Re: [PATCH] printk/nmi: restore printk_func in nmi_panic
From: Petr Mladek
Date: Mon Feb 29 2016 - 05:31:49 EST
On Sat 2016-02-27 11:19:44, Sergey Senozhatsky wrote:
> Hello Petr,
>
> On (02/26/16 15:57), Petr Mladek wrote:
> > On Fri 2016-02-26 12:37:20, Sergey Senozhatsky wrote:
> > > When watchdog detects a hardlockup and calls nmi_panic() `printk_func'
> > > must be restored via printk_nmi_exit() call, so panic() will be able
> > > to flush nmi buf and show backtrace and panic message.
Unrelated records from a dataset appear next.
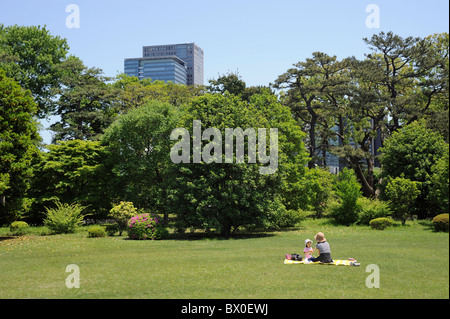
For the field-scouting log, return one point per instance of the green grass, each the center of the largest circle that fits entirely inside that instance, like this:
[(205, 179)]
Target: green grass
[(413, 263)]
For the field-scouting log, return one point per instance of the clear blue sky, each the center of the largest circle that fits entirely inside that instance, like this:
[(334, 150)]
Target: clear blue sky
[(261, 39)]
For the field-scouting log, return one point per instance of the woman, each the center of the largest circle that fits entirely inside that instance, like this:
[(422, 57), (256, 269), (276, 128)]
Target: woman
[(323, 248)]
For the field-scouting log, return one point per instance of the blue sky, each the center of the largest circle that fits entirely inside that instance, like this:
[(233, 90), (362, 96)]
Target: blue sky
[(261, 39)]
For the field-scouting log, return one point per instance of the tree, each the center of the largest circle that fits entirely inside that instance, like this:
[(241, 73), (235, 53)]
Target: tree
[(84, 103), (226, 195), (348, 191), (30, 55), (138, 144), (71, 172), (133, 92), (411, 152), (439, 188), (314, 88), (19, 139), (231, 83), (402, 193), (410, 74)]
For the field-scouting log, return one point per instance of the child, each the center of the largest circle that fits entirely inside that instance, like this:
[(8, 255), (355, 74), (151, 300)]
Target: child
[(308, 249)]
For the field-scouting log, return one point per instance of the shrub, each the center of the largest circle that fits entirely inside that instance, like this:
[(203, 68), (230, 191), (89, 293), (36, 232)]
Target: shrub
[(161, 233), (145, 226), (380, 223), (111, 229), (348, 190), (371, 209), (440, 222), (18, 228), (64, 218), (96, 231), (122, 214)]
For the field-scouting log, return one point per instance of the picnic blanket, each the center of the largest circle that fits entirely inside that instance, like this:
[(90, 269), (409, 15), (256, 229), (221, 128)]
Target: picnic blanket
[(337, 262)]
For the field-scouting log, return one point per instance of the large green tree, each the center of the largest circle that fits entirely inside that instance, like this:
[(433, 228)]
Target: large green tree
[(71, 172), (19, 139), (411, 153), (138, 144), (30, 55), (224, 192), (84, 102)]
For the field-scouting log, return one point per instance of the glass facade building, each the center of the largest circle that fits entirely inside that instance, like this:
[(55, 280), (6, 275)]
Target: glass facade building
[(190, 53), (167, 68)]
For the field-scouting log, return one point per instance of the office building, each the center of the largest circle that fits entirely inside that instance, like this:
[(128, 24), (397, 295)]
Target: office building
[(190, 53), (167, 68)]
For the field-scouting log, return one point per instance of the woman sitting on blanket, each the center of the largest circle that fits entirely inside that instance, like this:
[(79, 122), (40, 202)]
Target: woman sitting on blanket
[(323, 248)]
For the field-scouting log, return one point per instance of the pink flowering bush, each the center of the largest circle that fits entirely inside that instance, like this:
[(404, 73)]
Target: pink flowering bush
[(146, 226)]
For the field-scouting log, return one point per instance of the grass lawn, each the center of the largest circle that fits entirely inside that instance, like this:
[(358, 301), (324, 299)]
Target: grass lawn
[(413, 263)]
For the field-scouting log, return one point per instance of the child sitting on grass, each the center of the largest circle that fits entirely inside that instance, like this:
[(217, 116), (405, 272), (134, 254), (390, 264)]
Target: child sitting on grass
[(308, 251), (323, 248)]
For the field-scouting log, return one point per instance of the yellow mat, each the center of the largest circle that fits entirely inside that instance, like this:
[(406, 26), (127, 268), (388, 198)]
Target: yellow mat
[(335, 262)]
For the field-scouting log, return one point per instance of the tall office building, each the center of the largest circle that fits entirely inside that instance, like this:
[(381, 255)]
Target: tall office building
[(168, 68), (190, 53)]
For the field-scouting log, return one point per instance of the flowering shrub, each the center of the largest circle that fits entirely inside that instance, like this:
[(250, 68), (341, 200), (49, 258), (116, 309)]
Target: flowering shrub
[(145, 226)]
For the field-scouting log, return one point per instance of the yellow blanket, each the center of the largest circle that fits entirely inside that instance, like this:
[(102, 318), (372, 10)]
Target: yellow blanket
[(335, 262)]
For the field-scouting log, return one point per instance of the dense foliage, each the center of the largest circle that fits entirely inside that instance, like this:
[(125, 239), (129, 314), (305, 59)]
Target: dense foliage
[(114, 138)]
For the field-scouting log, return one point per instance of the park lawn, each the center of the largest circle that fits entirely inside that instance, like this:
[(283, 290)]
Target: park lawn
[(413, 262)]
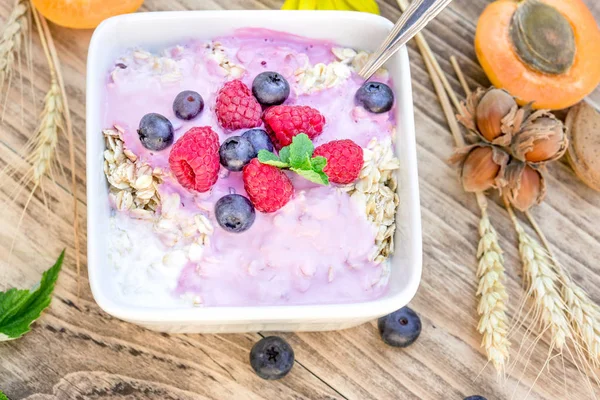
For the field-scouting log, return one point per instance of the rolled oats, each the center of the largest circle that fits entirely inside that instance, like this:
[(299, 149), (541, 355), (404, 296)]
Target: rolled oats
[(229, 67), (132, 183), (375, 192)]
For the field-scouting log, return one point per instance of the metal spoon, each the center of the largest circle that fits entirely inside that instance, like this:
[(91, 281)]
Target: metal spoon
[(416, 17)]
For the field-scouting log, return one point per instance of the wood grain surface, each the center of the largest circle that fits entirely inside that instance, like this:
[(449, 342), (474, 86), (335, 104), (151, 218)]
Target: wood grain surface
[(76, 351)]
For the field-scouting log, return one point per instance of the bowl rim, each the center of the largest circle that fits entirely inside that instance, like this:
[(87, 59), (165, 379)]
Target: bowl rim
[(264, 313)]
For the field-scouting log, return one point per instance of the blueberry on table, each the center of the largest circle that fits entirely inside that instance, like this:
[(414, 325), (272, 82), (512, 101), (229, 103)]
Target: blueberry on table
[(155, 132), (260, 139), (375, 97), (188, 104), (235, 152), (400, 328), (235, 213), (270, 88), (272, 358)]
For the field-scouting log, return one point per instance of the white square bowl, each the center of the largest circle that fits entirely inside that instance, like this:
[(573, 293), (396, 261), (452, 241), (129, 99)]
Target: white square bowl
[(155, 30)]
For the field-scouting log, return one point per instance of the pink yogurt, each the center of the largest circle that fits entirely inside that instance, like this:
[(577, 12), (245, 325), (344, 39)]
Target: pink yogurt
[(316, 249)]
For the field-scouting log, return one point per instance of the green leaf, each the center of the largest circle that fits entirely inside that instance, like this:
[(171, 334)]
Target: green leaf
[(319, 163), (284, 154), (266, 157), (313, 176), (301, 151), (20, 308)]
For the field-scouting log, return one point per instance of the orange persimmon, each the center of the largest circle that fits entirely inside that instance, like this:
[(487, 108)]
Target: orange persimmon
[(84, 14), (541, 51)]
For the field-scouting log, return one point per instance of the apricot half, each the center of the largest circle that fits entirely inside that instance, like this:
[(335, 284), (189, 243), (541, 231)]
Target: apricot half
[(541, 51), (84, 14)]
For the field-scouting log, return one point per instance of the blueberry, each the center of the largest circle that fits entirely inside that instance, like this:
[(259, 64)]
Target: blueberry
[(235, 152), (272, 358), (400, 328), (155, 132), (188, 104), (235, 213), (375, 97), (259, 139), (270, 88)]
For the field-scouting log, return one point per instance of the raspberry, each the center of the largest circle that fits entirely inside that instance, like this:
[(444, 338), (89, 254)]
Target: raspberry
[(236, 108), (285, 122), (344, 160), (194, 159), (268, 187)]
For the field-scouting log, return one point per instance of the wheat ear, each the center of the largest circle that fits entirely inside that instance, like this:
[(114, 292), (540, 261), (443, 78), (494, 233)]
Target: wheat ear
[(492, 308), (584, 313), (543, 284), (43, 152), (54, 62), (493, 323), (11, 41)]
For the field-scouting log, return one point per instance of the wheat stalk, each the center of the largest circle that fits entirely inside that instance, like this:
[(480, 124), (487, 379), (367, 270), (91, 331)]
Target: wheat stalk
[(46, 136), (491, 274), (493, 323), (543, 284), (11, 41), (584, 313), (55, 69)]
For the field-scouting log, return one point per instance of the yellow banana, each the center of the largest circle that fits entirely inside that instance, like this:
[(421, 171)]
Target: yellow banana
[(357, 5), (342, 5), (364, 5), (326, 5), (290, 5), (307, 5)]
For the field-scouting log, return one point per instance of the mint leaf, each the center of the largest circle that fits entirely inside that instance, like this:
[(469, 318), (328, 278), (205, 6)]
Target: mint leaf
[(313, 176), (20, 308), (319, 163), (301, 151), (284, 154), (266, 157), (298, 158)]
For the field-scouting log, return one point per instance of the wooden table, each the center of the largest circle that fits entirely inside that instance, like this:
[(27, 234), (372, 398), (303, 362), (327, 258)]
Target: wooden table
[(76, 351)]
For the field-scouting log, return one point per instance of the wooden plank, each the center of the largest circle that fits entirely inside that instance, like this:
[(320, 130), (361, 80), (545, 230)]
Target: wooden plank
[(78, 351)]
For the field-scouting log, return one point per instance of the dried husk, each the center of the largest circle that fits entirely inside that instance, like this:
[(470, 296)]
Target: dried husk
[(479, 174), (486, 111), (583, 123), (542, 138), (525, 185)]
We also better
> > > explicitly ask nmi to printk_nmi_flush() in console_flush_on_panic(),
> > > because it may be too late to rely on irq work.
> > >
> > > Signed-off-by: Sergey Senozhatsky <sergey.senozhatsky@xxxxxxxxx>
> > > ---
> > > include/linux/kernel.h | 6 ++++--
> > > kernel/printk/printk.c | 1 +
> > > 2 files changed, 5 insertions(+), 2 deletions(-)
> > >
> > > diff --git a/include/linux/kernel.h b/include/linux/kernel.h
> > > index f4fa2b2..3ee33d5 100644
> > > --- a/include/linux/kernel.h
> > > +++ b/include/linux/kernel.h
> > > @@ -469,10 +469,12 @@ do { \
> > > cpu = raw_smp_processor_id(); \
> > > old_cpu = atomic_cmpxchg(&panic_cpu, PANIC_CPU_INVALID, cpu); \
> > > \
> > > - if (old_cpu == PANIC_CPU_INVALID) \
> > > + if (old_cpu == PANIC_CPU_INVALID) { \
> > > + printk_nmi_exit(); \
> >
> > This might end up in a deadlock that printk_nmi() wanted to avoid.
>
> aha, I see.
>
> > I think about a compromise. We should try to get the messages
> > out only when kdump is not enabled.
>
> can we zap_locks() if we are on nmi_panic()->panic()->console_flush_on_panic() path?
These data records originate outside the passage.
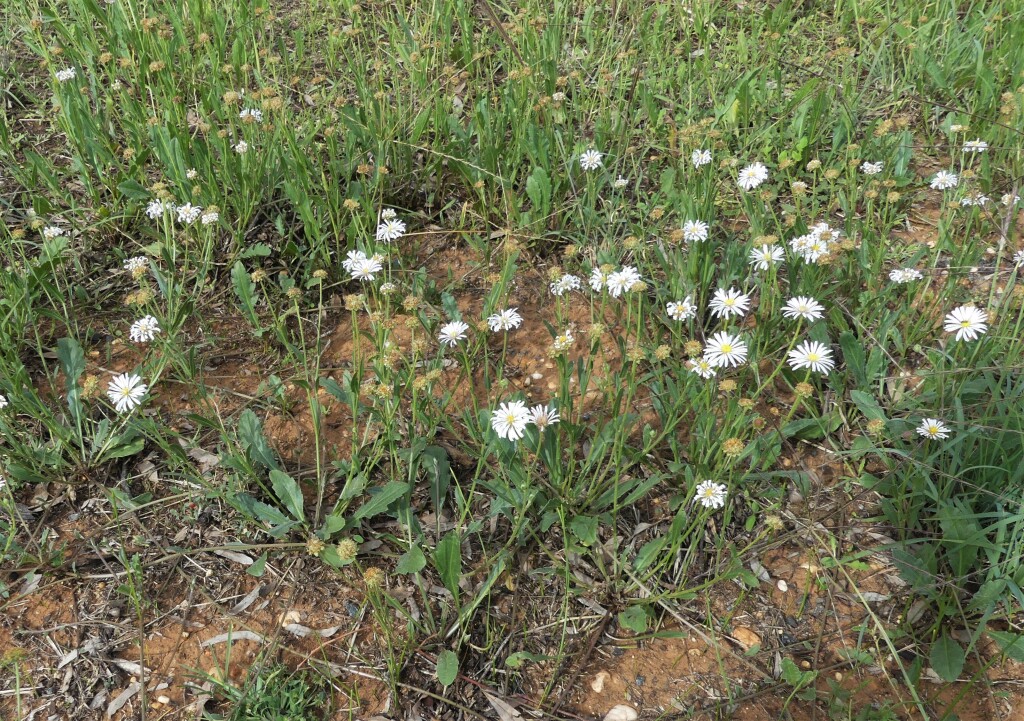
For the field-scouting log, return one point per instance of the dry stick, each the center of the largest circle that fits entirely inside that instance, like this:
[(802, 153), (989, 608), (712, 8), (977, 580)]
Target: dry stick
[(498, 26), (577, 666)]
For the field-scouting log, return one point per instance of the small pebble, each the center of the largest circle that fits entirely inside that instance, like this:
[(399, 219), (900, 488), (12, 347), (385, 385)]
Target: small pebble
[(622, 713)]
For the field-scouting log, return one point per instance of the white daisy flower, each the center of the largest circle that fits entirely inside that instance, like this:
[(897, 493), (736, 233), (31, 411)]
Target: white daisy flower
[(724, 350), (702, 368), (682, 309), (126, 391), (505, 321), (731, 302), (623, 281), (360, 266), (390, 229), (598, 280), (813, 355), (510, 420), (694, 230), (710, 495), (944, 180), (452, 333), (813, 246), (565, 284), (543, 416), (136, 264), (765, 256), (143, 330), (752, 176), (803, 306), (158, 207), (975, 199), (904, 274), (933, 428), (188, 213), (590, 160), (968, 322)]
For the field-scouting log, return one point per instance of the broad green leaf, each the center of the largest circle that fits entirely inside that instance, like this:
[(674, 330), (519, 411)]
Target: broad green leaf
[(635, 619), (867, 405), (251, 435), (448, 558), (947, 658), (388, 494), (134, 191), (448, 667), (1010, 643), (412, 561)]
That is the problem. zap_locks() is not a solution.
First, it handles only lockbuf_lock and console_sem. There are other
locks used by particular consoles that might cause a deadlock.
Second, re-initializing locks is dangerous of its own. If they are
released by some other CPU that is still running, you might end up
in a deadlock because of a double release. In fact, I think that it
actually increases the risk. If there are more than 2 CPUs than
it is more likely that a printk is running on another CPU than
on the current one.
Peter Zijlstra had an idea of using early console in this case.
I am not sure but I guess that it does not have any internal locks.
But there is still the other problem with the double release.
I am afraid that the only solution is to make it configurable.
Some people might want to risk the deadlock and try to see the messages
on console. Others might rather want to get the crashdump for sure
with the cost that they will need to extract the NMI messages
from the per-CPU buffers.
Best Regards,
Petr